In other research, Kiran Panesar, PharmD, notes in this issue’s article “Proton Pump Inhibitors and COVID-19” (page 25) that there is far from concrete evidence supporting a direct COVID-19 and proton pump inhibitor (PPI)–use connection. A large retrospective cohort study, however, noted that current PPI usage was associated with an increased risk for severe clinical outcomes of COVID-19—but not susceptibility to SARS-CoV-2 infection. (Historical PPI use, the scientists reported, did not increase a patient’s risk for COVID-19 infection.)
What are the implications for healthcare providers and patients?
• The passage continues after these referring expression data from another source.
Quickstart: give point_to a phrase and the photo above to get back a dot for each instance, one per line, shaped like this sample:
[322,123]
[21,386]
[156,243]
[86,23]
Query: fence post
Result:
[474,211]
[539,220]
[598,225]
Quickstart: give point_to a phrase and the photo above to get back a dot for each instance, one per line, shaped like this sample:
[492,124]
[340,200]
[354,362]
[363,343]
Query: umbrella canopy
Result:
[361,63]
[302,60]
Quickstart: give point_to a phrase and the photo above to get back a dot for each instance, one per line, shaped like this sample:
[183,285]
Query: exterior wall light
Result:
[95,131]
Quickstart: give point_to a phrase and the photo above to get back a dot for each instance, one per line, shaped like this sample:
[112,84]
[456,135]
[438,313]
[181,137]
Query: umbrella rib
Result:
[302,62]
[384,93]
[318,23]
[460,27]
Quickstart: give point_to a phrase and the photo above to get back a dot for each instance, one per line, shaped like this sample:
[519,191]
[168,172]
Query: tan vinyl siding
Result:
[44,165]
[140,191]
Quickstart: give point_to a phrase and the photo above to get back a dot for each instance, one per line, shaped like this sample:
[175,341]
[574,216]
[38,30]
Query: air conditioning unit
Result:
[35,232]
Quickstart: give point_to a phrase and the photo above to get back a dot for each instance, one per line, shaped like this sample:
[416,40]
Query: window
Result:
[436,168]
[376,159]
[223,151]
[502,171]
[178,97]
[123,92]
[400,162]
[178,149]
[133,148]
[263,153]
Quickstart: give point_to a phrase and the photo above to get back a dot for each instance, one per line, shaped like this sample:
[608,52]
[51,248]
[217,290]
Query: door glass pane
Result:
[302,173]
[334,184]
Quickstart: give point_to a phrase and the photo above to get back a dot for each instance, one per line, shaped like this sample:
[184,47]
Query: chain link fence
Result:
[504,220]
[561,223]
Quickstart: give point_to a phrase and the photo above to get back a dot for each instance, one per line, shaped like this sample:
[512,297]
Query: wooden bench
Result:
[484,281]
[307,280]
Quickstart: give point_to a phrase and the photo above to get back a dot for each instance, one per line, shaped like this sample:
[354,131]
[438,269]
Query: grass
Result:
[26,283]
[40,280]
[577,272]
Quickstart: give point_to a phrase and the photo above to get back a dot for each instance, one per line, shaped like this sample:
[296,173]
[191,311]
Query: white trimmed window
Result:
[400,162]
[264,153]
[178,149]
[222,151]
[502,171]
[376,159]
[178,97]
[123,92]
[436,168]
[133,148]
The lack of a universal consensus on the effects of PPIs in COVID-19 patients, Dr. Panesar points out, places added importance on individualized, evidence-based therapy. Healthcare practitioners, she admonishes, should “weigh the benefits against the risks of using PPIs in patients with COVID-19. Further studies, particularly prospective cohort and controlled trials, are required for better quality data.”
Moreover, she concludes, “In the meantime, PPIs should be utilized judiciously, a periodic review of appropriateness conducted, and they should be deprescribed or therapy decreased to the lowest effective dose, when possible.”